The People additionally contend that the court had inherent authority to continue Courtney's preliminary hearing without granting his own recognizance release. They rely on the assertion that the court was faced with a dilemma created by Courtney when he decided to abscond to Nevada, creating the necessity for a continuance to ensure a joint preliminary hearing. In essence, the People are asking this court to create new exceptions to those expressly listed in section 859b for situations in which the People can establish a legitimate public interest that outweighs the incarcerated defendant's interest in being set at liberty when the preliminary hearing is delayed. As the Supreme Court recognized in Standish, however, the Legislature already considered this question and provided an exhaustive list of the situations in which the defendant's liberty interest is outweighed by other interests. In the words of the Standish court, "[t]he People evidently wish that a different balance had been struck to cover additional situations, but that did not occur. The Legislature, of course, is free to revise the statute as it wishes within constitutional limits, but the current language of the statute does not support the People's position." (Standish, supra, 38 Cal.4th at p. 871.) Where the Supreme Court has declined to add judicially created exceptions to the Legislature's express list in section 859b, we are without authority to reach a different conclusion.
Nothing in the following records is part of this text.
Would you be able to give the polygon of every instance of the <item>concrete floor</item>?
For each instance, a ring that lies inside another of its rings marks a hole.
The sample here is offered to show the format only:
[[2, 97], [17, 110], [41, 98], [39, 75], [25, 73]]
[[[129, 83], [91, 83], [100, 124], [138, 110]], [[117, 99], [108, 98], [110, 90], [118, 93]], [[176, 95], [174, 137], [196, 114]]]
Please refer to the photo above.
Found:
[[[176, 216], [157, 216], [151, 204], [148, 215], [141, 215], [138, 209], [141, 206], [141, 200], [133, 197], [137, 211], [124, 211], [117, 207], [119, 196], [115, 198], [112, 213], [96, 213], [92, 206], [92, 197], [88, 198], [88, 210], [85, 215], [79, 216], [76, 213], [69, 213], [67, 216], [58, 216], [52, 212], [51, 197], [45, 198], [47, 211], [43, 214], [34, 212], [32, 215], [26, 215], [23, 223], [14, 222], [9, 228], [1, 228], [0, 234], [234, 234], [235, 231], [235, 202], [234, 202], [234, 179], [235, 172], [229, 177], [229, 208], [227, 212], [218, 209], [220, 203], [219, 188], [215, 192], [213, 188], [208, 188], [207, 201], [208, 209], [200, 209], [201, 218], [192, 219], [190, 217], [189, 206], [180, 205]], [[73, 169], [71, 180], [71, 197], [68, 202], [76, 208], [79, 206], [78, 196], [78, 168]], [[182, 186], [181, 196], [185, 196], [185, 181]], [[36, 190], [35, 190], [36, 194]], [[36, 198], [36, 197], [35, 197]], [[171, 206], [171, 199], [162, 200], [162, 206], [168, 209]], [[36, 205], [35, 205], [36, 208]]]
At oral argument, for the first time and without any reference to specific sections or language, the People suggested that constitutional amendments included in the passage of Marsy's Law by the voters in 2008 somehow affect the viability of Standish. (See Cal. Const., art. I, § 28; see generally In re Vicks (2013) 56 Cal.4th 274, 281.) We decline to consider this unbriefed and undeveloped contention. --------
DISPOSITION
The superior court's order of May 24, 2018, denying petitioner's petition for writ of mandate is vacated. The court is directed to release petitioner on his own recognizance after conducting a hearing to determine the appropriate conditions, if any, to that release pursuant to section 1318. The opinion is made final immediately as to this court. (Cal. Rules of Court, rule 8.387(b)(3)(A).)
DATO, J. WE CONCUR: HUFFMAN, Acting P. J. HALLER, J.